I always reproach people when they parody Nigella, pouting their lips and swaying their hips in the sexualised manner that commentators attribute to her, because I think they fail to see what Nigella articulates as her ‘pronounced sense of camp.’ Nigella doesn’t do things by halves, but I find her flamboyance and sensuous theatricality so refreshing when compared with the muted tones of many food presenters. What I admire too, is that there is nothing underhand, calculated or contrived about Nigella’s style: she does what she says on the (baking) tin.
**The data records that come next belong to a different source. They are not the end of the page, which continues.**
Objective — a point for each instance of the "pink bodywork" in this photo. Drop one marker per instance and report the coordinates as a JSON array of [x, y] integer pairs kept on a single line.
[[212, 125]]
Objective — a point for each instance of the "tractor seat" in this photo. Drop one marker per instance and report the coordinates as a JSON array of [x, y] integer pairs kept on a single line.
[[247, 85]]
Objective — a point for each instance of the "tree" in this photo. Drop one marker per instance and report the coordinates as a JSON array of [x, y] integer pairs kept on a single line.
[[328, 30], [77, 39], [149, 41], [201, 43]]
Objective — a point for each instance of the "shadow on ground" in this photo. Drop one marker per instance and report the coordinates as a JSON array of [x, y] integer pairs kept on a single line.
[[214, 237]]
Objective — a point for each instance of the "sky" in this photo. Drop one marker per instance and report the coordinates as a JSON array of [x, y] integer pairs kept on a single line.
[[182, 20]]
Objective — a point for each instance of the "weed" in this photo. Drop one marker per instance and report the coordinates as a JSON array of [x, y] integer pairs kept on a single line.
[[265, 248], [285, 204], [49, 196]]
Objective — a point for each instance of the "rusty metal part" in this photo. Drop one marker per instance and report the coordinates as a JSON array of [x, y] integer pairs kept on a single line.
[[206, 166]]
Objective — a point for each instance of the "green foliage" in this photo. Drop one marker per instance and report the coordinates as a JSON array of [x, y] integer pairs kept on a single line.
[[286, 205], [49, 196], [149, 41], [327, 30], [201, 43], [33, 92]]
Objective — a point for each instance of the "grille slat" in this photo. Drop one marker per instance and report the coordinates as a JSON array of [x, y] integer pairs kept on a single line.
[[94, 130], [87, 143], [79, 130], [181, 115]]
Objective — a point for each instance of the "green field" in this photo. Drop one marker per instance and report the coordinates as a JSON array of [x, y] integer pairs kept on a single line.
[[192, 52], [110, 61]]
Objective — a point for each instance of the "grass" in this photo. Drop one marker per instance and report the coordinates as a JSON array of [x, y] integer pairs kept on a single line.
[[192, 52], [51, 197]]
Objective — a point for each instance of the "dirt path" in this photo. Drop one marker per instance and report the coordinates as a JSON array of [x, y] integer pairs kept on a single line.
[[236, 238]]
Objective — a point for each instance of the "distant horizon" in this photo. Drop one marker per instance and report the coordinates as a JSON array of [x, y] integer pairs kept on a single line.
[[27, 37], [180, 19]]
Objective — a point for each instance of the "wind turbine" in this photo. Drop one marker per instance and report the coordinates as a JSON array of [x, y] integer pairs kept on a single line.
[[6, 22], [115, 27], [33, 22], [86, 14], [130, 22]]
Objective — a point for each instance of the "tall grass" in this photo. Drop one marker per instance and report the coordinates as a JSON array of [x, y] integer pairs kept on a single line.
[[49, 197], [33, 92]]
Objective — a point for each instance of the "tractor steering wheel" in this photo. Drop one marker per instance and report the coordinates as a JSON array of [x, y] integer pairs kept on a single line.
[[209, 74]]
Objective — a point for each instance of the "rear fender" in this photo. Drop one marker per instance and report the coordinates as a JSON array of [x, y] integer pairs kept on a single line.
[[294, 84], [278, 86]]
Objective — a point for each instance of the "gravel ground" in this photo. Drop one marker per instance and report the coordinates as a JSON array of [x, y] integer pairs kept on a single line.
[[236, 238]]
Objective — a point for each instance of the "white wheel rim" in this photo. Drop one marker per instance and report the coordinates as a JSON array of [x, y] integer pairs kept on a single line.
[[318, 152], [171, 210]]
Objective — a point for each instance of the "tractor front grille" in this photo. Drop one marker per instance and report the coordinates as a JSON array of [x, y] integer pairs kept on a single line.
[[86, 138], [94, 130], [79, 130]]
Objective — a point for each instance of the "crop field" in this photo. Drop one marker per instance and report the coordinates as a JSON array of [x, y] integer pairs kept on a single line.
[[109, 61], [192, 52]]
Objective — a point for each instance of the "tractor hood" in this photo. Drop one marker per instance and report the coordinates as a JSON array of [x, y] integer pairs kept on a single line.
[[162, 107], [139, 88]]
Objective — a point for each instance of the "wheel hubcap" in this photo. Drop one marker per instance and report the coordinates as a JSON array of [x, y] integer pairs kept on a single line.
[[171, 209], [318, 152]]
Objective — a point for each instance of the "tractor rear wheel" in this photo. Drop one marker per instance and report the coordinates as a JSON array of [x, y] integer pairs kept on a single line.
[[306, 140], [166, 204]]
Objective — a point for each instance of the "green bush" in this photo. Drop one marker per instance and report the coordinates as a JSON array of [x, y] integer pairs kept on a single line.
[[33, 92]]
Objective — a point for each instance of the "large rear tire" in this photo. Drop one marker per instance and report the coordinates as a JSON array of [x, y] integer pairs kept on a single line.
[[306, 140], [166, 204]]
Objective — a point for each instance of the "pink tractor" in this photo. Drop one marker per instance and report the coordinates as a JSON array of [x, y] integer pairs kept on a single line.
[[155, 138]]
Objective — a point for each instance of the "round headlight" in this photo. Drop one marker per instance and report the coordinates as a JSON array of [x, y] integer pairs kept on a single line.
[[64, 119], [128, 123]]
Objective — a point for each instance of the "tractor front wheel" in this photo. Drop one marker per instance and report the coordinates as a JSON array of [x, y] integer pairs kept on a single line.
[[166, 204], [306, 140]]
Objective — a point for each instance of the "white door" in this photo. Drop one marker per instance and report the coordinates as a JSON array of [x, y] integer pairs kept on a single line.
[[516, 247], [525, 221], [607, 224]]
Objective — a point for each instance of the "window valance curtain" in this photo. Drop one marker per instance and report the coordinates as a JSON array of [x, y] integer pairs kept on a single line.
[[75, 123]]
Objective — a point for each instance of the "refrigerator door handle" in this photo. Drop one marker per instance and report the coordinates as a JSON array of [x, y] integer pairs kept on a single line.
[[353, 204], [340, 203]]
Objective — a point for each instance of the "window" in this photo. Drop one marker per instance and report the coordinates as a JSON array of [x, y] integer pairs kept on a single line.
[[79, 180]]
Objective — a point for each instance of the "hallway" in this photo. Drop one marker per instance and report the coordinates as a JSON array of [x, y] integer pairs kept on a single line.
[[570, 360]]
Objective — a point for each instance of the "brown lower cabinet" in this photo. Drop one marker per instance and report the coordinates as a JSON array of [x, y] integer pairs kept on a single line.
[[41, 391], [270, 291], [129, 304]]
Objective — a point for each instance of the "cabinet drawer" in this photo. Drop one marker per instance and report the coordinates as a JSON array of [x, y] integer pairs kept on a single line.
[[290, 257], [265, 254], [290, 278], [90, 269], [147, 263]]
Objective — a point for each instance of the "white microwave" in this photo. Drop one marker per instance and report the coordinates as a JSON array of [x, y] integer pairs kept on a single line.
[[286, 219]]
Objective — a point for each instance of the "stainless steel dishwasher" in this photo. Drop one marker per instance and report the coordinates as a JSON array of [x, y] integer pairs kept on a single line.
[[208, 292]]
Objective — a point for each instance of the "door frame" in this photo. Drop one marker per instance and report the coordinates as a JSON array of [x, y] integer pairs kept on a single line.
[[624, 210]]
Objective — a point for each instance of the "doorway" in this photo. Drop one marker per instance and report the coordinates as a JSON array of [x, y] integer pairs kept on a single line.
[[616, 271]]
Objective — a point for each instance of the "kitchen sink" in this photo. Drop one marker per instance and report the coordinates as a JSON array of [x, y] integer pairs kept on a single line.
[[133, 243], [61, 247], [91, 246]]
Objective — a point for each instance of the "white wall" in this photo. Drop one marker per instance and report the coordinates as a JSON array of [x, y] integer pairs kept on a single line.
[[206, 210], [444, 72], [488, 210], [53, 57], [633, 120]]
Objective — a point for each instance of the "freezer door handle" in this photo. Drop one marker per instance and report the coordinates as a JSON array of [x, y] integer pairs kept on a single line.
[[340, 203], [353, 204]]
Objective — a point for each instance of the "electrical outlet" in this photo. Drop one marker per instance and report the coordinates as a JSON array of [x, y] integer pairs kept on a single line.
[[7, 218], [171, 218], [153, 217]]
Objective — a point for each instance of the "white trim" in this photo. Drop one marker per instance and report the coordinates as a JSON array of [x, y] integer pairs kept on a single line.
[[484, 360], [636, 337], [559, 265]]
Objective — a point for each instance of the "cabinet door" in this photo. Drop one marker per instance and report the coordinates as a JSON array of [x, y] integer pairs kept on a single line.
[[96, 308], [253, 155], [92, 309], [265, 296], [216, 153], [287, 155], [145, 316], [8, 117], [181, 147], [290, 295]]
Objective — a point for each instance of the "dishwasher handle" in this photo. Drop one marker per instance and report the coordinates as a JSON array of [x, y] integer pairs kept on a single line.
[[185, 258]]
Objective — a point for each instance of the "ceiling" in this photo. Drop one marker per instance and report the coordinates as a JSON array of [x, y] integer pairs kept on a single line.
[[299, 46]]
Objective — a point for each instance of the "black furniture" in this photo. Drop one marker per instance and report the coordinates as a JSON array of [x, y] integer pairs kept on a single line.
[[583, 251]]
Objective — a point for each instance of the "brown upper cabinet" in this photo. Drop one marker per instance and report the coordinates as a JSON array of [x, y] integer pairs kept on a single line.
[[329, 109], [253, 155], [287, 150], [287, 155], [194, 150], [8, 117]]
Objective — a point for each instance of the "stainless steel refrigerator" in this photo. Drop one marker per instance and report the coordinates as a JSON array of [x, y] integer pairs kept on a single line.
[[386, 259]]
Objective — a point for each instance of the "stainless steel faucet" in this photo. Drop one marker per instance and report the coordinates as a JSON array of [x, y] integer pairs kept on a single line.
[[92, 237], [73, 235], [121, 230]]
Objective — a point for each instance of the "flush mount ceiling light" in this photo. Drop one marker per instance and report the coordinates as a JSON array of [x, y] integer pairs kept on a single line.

Nigella herself has said that ‘I was astonished to be told I was suggestive and coquettish and so forth because the reality is, I’m a straightforward person.’ Of course Nigella is sexy, but she’s also an enormously talented presenter, one who’s manner is vivacious, sharply witty and inviting of one’s confidences. So, trying to condense her recipe for success down to her sexuality, to the idea that Nigella hoodwinks us into viewing through her flirtation, is just flawed. She is a storyteller, a wordsmith, and one who elevates the humblest ingredient to the level of splendour through her mouth-watering prose. It’s Nigella’s commentary, the moments when she tells us she is wearing gloves to prepare her beetroots because ‘otherwise I’ll have something of the Lady Macbeth about me’ as she smiles wryly at the camera, or when she holds a couple of jewel-like blackcurrants to her ears and turns archly to the viewer: ‘nice earrings?’ In short, there is no-one I’d rather watch.

Every time I – the girl who’s never even punted – weave my way home after a tequila-too-many at Bridge, I think wistfully of that iconic photo of Nigella during her student days; playing croquet whilst being carried in a sedan chair. I bet Nigella wasn’t spending her Thursdays in a sweaty nightclub, I sigh, or munching on Twiglets to motivate herself through essays at ungodly hours. But then, actually, Nigella has never claimed to be or to have lived a perfect life – it’s the reason why she pooh poohs the goddess title. Her life has been punctuated by great sadness: her mother died of cancer when Nigella was only 25, her younger sister aged 32 and her husband at 41. Then, after a ten-year marriage, images emerged of Nigella’s second husband, Charles Saatchi, with his hands around her throat. Plagued by allegations of habitual drug use, Nigella was forced to admit very occasional use during a tempestuous marriage to ‘a brilliant but brutal man.’ It has not, by any means, been an easy life; but Nigella is stoical and has no desire to be pitied saying, ‘some see me as a tragic heroine, and that’s what makes me acceptable to them. The idea that I might be happy is unforgivable. Well, I’m sorry. It’s better to be happy.’ And it’s not just tragedy: Nigella glories in all kinds of imperfection. When Nigella took her presenting style to the US, it was a welcome change to American viewers who were accustomed to being told everything had to be ‘just so’ by TV cooks like Martha Stewart. Nigella – who dips and licks her finger, who spills and eats in bed, who is messy, fun and spontaneous – felt within the realms of possibility to the average home cook. Nigella is spirited but there’s also something so endearingly forgiving and relaxed about who she is. She never seems to lash out or to be enraged but instead laughs things off with an appealing nonchalance. Missing the irony of the title of bestseller How to be a Domestic Goddess, critics initially lampooned her as being anti-feminist and retrograde. Nigella merely said ‘at first I thought it was ridiculous but then, I thought, you have a column to fill. If I were still a columnist, and this book came out, I’d have done exactly the same.’

The maxim by which I live, is that it is always better to be an embarrassment than a bore. Thankfully, the goddess approves: ‘I would rather embarrass myself and be a bit idiotic sometimes than spend my whole life worrying about what people think.’ So what I ask is this: look past the black silk and bee stung lips, the luscious locks and smoky voice, and you’ll find what it really means to be a goddess, to be Nigellissima.